Holger Happel, Jahrgang 1975, ist seit 2003 beim Verein Berliner Unterwelten tätig und leitet Führungen durch den Berliner Untergrund.

(Foto: Giovanni Lo Curto/Berliner Unterwelten e.V.)

Ein Verein bringt jährlich etwa 330000 Menschen in Berliner Tunnel und Katakomben. Die Zusammenarbeit mit den Eigentümern der unterirdischen Bauwerke ist eine besondere Herausforderung.

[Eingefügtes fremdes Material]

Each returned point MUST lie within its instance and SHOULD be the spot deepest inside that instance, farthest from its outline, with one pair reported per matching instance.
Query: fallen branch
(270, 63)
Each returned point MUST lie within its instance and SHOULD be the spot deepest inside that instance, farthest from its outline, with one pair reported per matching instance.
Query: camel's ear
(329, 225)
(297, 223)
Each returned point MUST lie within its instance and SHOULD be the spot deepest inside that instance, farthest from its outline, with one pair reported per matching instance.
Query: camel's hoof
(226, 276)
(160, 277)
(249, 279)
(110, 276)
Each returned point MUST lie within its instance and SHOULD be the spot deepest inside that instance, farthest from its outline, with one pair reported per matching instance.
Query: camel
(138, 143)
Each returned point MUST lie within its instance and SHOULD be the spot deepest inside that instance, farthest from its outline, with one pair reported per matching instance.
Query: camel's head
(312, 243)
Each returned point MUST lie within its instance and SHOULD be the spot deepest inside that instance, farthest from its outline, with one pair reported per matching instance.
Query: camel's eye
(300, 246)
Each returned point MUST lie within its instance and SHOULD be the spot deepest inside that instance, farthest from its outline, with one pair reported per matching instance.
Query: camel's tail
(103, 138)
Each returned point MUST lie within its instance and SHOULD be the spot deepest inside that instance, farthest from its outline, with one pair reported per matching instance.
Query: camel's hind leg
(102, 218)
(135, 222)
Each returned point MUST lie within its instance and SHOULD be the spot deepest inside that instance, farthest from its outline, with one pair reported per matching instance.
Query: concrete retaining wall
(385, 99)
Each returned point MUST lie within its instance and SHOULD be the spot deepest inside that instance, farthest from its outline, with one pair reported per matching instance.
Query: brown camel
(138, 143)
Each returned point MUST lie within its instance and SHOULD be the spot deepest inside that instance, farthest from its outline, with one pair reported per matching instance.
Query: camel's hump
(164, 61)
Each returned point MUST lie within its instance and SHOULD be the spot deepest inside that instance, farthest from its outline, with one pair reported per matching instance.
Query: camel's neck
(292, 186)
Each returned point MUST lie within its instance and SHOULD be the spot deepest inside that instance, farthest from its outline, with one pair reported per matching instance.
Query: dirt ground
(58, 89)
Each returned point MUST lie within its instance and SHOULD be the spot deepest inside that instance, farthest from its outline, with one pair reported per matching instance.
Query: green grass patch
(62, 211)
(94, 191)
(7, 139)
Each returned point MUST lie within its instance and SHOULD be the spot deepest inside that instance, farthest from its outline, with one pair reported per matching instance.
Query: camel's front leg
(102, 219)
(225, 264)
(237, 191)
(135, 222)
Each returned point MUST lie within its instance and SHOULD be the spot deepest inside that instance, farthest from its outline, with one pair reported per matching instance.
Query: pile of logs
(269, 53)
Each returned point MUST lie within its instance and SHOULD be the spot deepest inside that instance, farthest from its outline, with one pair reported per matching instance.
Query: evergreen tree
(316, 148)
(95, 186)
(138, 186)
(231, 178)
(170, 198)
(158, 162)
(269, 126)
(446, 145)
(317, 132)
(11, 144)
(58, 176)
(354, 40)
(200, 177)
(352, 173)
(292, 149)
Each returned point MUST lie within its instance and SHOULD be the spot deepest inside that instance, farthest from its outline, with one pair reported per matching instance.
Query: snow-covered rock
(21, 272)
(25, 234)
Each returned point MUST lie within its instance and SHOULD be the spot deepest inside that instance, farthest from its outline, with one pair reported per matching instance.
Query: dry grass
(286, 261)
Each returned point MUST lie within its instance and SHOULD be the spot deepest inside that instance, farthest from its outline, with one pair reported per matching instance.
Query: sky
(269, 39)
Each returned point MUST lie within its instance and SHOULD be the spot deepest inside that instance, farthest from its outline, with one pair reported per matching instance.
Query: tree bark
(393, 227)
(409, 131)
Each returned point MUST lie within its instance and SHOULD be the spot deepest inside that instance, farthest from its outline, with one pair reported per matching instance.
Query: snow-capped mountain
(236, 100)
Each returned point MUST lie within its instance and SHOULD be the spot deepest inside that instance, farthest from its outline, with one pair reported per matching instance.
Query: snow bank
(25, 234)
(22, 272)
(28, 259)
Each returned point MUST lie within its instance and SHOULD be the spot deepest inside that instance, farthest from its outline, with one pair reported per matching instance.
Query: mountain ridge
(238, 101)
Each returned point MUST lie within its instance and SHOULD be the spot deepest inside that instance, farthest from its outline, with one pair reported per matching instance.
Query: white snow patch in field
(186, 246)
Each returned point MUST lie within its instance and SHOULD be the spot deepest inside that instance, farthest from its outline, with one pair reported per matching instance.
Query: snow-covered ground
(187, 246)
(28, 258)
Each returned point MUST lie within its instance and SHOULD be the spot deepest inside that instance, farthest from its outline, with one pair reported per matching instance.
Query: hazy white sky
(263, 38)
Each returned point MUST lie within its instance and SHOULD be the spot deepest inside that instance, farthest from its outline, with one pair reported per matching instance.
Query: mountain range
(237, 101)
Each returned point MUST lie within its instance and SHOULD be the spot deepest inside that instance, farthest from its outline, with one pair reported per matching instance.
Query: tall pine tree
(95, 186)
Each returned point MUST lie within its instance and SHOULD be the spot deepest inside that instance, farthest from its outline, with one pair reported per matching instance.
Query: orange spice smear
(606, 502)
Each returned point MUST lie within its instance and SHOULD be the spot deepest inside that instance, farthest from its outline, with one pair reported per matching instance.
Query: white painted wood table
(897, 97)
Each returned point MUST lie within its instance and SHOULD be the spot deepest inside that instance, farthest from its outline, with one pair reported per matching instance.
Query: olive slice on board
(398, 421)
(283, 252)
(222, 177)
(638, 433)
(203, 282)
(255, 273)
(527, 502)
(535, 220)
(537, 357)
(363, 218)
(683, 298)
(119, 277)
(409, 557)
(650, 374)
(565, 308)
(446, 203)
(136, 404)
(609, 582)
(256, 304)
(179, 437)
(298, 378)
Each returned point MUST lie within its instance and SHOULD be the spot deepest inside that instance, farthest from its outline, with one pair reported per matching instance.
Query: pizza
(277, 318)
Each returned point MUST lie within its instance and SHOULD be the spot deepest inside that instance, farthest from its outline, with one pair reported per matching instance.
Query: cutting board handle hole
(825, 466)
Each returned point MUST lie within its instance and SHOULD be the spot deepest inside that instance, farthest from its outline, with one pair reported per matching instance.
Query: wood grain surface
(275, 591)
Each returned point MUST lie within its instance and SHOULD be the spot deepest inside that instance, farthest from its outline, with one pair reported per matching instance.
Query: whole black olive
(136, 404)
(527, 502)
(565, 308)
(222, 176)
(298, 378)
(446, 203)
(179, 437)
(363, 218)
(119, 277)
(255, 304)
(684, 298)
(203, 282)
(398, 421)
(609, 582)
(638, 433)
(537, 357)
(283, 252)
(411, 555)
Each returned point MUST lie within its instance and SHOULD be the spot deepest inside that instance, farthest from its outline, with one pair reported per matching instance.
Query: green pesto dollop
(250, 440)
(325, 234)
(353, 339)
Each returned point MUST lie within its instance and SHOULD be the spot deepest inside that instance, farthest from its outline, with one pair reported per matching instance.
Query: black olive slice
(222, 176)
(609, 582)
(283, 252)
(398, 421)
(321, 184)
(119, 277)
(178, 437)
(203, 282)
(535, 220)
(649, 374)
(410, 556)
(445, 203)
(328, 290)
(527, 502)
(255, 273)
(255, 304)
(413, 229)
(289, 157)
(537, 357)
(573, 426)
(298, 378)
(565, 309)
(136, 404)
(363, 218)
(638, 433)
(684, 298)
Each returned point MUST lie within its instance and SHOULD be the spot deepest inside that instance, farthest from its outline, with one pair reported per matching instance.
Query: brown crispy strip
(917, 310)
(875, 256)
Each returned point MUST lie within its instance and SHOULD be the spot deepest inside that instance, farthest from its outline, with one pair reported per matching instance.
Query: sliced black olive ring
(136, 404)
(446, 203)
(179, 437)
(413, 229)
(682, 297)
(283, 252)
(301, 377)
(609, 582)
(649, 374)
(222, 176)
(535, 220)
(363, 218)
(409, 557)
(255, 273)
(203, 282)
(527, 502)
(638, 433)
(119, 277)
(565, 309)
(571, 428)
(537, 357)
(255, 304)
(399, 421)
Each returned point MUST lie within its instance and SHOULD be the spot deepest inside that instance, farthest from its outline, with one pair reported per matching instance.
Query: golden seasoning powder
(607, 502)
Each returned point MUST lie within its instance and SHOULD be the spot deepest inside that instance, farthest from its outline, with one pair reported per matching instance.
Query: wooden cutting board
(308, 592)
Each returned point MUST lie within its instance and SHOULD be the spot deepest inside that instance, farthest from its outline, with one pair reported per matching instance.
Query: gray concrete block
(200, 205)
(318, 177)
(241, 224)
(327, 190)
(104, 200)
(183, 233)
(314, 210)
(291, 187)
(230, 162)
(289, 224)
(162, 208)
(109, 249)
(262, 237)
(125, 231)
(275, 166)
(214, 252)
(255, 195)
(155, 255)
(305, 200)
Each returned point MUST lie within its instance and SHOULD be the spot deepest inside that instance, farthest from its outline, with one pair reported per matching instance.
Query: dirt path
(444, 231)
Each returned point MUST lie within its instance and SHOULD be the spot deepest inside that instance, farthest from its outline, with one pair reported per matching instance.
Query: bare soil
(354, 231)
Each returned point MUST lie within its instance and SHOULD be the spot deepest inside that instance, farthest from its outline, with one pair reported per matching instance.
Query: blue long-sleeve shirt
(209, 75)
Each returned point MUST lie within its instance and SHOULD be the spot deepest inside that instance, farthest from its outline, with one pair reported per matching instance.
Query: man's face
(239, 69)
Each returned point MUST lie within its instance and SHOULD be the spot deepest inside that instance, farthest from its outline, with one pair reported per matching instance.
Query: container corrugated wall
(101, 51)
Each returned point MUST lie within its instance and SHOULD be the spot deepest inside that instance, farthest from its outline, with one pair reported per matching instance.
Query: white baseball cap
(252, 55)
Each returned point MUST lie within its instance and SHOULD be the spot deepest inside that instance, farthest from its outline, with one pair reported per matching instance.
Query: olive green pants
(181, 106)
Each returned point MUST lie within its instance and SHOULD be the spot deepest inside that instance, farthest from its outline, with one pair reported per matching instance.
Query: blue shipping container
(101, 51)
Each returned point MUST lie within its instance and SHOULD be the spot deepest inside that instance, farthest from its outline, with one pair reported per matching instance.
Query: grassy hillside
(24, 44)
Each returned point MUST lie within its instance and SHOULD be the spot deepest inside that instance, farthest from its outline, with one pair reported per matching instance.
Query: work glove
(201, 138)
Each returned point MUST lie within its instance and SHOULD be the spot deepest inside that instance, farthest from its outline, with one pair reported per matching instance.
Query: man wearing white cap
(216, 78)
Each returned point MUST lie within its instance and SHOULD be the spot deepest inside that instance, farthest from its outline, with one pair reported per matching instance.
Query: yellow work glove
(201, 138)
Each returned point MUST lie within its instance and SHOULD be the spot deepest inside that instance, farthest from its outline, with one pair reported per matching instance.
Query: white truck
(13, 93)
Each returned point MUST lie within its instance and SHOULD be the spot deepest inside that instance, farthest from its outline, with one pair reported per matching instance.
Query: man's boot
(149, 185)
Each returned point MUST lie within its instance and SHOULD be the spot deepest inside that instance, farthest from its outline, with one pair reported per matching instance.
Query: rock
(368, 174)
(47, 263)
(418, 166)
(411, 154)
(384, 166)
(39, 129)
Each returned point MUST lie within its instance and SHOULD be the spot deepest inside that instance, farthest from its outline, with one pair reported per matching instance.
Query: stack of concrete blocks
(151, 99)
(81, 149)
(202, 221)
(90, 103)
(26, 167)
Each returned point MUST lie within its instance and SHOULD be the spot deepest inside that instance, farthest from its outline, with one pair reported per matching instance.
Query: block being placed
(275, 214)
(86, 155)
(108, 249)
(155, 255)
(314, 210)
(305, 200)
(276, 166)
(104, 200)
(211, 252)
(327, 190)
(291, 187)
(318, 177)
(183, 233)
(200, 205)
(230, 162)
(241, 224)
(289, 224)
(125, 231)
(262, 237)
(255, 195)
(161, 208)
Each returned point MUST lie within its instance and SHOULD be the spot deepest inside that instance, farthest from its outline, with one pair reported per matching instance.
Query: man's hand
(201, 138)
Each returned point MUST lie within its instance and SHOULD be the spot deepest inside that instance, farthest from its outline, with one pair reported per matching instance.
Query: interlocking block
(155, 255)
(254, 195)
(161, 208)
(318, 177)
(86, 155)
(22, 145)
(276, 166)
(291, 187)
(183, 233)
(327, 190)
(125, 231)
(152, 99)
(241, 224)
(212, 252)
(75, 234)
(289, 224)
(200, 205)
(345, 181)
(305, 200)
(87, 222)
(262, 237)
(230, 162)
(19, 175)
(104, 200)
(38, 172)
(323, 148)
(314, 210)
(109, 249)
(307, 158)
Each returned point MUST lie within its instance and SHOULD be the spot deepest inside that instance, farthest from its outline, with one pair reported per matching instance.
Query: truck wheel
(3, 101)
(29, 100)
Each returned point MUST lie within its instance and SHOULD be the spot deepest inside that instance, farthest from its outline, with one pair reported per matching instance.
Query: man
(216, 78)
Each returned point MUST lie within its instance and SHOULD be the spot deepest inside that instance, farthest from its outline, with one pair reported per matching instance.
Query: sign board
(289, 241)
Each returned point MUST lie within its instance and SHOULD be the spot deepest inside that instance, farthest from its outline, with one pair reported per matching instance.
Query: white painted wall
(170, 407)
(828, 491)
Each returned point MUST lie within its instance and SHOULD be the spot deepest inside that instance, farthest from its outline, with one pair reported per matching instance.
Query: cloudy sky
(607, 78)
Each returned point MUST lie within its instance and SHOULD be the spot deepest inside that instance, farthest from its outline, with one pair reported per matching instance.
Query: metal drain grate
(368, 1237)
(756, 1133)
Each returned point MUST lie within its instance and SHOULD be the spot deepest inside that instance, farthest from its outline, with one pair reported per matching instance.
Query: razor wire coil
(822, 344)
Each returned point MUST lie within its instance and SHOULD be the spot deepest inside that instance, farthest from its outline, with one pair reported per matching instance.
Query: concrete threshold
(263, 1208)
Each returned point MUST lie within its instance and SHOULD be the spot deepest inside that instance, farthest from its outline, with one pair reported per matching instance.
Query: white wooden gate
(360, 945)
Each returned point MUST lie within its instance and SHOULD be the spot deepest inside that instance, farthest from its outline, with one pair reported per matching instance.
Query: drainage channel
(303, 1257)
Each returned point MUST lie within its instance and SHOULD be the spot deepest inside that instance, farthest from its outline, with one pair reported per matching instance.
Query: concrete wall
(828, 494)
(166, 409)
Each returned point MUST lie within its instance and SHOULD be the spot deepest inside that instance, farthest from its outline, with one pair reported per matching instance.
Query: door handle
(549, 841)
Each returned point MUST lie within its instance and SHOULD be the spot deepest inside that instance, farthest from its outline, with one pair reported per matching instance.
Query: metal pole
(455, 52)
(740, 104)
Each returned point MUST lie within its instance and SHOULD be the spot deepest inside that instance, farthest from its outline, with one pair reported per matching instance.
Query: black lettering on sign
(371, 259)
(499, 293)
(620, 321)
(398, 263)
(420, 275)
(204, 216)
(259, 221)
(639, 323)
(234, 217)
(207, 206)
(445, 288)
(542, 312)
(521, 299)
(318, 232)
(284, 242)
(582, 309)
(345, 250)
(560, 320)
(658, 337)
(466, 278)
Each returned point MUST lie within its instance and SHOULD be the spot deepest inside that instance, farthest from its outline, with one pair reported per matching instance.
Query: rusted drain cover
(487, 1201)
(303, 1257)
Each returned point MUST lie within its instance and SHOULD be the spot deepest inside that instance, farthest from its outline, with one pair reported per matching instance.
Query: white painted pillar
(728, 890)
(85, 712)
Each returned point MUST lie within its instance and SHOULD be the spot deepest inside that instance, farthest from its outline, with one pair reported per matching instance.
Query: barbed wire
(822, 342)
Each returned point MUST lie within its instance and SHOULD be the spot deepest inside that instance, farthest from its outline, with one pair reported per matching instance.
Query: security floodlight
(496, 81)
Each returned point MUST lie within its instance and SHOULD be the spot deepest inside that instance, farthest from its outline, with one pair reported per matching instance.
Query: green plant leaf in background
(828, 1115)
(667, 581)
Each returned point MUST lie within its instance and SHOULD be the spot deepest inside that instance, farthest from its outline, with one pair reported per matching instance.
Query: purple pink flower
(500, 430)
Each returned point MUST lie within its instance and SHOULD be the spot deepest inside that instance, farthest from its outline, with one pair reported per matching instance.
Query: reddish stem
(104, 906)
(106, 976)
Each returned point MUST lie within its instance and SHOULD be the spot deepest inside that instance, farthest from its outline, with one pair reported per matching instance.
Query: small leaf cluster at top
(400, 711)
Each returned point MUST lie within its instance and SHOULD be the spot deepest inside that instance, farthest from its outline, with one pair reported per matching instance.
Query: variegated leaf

Interview von Lars Klaaßen

Seit 1997 erforscht und dokumentiert der gemeinnützige Verein "Berliner Unterwelten" alte Anlagen unter dem Berliner Pflaster. Er erschloss damit brachliegendes Terrain. Ihr Sprecher Holger Happel erläutert, wie es dazu kam und wohin das führt.

SZ: Was sind das für Menschen, die sich zusammentun, um den Untergrund ihrer Stadt zu erkunden?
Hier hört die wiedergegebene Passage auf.